Few things sap enthusiasm for community participation more than having all the past contributions into which you have put effort suddenly zapped. Nor is this the first time, as user guibirow notes:

As much I like the new system idea, I hate the fact that this is happening over and over.
It used to be a Disqus comment system, then moved to LiveFyre, then moved now to this new system, what will be the next?
The worst part of this all is that MS does not care about past content lost on these discussions, so many times I found issues described in the docs that are gone now.
Please, pay attention to your previous mistakes, don’t let the information be lost again, at lest import them as closed issue in the new system.

Sometimes progress has a cost and that is understood. However it is not impossible to migrate content from one system to another. It just takes effort.

Update: Microsoft’s Rob Eisenberg has responded with an explanation and mitigation plan regarding existing comments. He says that a straight migration of the comments is impossible:

    • There is a lot of garbage, spam and even dangerous content within existing LiveFyre comments which would violate GitHub terms of usage and our open source code of conduct, as well as cause security problems.
    • There isn’t a good way to map LiveFyre users to GitHub users and using a bot account to anonymously add comments is questionable with respect to OSS practices and GitHub terms of use.
    • For legal and privacy reasons, we cannot move user-associated data from one system to another without consent from users (GDPR).
    • LiveFyre conversations are threaded, while GitHub issues are not.
    • Placing the old comments into the GitHub Issues system would derail the entire GitHub Issues workflow for both customers and employees and muddle the data.
    • It isn’t clear whether there is a way to invoke GitHub APIs for a migration of this scale such that it wouldn’t violate GitHub API terms of use.

He also has an archiving proposal:

We would take the comments from an article on docs.microsoft.com and then convert them into a Markdown file. During this process, we would strip all user info (remember GDPR). The Markdown file would then be committed to a GitHub repo. Finally, at the bottom of the feedback section, next to the link that says "View on GitHub" we would add a second link that said something like "View Comment Archive". This link would connect you directly to the Markdown comment file for that page.

This sounds positive. At the same time, it is a mess that illustrates some of the disadvantages of a “best of breed” approach to solving technical problems.

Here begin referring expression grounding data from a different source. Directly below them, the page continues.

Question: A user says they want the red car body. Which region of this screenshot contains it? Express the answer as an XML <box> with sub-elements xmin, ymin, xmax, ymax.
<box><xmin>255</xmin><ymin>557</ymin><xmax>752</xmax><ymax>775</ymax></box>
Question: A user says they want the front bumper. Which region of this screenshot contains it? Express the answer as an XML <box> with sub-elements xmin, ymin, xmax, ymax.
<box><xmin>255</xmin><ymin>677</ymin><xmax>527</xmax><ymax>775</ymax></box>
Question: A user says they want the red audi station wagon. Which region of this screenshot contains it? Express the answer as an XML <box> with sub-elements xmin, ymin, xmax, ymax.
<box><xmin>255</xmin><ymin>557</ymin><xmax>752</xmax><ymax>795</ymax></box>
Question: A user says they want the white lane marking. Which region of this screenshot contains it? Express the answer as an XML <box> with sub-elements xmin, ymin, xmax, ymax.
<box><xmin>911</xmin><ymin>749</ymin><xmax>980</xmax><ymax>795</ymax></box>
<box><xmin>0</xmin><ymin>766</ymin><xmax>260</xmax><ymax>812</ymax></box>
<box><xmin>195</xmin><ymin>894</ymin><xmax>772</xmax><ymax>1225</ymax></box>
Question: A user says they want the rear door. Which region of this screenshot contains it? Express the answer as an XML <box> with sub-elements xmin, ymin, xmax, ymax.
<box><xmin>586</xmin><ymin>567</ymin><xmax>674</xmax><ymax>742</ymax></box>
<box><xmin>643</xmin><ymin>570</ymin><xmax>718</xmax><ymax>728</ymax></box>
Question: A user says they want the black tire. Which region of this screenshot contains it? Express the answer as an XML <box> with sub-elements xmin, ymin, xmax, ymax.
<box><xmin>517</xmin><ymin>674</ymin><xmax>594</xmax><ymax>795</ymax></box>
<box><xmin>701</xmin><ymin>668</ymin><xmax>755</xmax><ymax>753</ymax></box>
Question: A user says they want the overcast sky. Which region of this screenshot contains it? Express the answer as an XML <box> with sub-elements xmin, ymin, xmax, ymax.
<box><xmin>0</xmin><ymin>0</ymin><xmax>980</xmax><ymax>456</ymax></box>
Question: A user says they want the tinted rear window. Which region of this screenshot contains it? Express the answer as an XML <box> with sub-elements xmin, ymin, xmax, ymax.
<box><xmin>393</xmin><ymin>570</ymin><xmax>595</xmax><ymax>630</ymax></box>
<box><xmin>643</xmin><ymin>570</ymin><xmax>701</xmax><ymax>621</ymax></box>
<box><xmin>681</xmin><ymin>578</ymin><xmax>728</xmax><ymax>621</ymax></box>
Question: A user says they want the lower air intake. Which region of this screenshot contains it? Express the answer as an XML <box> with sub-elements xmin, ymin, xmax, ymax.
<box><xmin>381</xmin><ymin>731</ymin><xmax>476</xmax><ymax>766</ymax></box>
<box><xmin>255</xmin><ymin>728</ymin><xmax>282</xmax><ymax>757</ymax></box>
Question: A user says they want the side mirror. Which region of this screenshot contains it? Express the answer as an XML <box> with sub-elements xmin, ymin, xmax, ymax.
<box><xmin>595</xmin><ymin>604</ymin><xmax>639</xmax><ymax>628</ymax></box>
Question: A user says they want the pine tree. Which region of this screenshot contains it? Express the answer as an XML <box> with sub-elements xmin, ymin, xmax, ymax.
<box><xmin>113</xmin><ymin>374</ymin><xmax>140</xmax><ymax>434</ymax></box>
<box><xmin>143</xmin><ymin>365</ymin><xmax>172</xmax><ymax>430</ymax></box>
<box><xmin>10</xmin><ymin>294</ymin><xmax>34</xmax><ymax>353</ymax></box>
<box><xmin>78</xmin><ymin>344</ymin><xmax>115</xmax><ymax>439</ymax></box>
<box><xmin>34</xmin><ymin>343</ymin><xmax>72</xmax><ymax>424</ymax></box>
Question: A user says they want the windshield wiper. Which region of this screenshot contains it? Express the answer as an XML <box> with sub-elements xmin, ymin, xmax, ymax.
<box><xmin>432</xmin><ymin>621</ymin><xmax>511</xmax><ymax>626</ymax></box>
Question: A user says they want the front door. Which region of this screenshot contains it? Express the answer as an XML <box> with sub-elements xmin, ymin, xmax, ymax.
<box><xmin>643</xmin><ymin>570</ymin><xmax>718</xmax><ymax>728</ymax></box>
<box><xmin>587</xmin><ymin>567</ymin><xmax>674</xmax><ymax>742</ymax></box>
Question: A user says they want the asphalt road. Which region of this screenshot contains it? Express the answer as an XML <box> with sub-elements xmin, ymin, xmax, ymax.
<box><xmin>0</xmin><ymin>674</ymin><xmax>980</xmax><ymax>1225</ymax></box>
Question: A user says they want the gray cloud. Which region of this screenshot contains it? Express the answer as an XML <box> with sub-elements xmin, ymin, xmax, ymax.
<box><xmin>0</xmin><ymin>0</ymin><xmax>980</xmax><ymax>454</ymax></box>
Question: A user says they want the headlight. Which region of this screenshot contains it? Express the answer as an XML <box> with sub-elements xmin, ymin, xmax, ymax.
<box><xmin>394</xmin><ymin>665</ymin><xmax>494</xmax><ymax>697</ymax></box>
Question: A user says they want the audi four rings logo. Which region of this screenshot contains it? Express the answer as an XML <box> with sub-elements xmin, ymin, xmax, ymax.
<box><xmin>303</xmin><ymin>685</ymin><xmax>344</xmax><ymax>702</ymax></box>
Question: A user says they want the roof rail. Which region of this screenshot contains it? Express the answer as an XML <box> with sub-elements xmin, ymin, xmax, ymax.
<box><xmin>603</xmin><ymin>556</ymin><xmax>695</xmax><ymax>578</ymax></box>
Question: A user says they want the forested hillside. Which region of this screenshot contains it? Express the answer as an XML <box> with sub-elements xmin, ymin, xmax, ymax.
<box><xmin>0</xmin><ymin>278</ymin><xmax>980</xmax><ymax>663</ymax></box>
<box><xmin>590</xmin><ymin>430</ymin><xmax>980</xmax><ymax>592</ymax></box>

If Microsoft could use its own technology to host a documentation and commenting system, and a source code management and issue tracking system for that matter, this issue would not occur, and users would not need multiple accounts, causing the legal issues mentioned above.

Microsoft in fact used to use its own platform for all the above but decided to shift to using third-party solutions because they worked better. That seemed to be a good thing, improving user experience and productivity, but becomes a problem when what seems to be the best third-party option changes.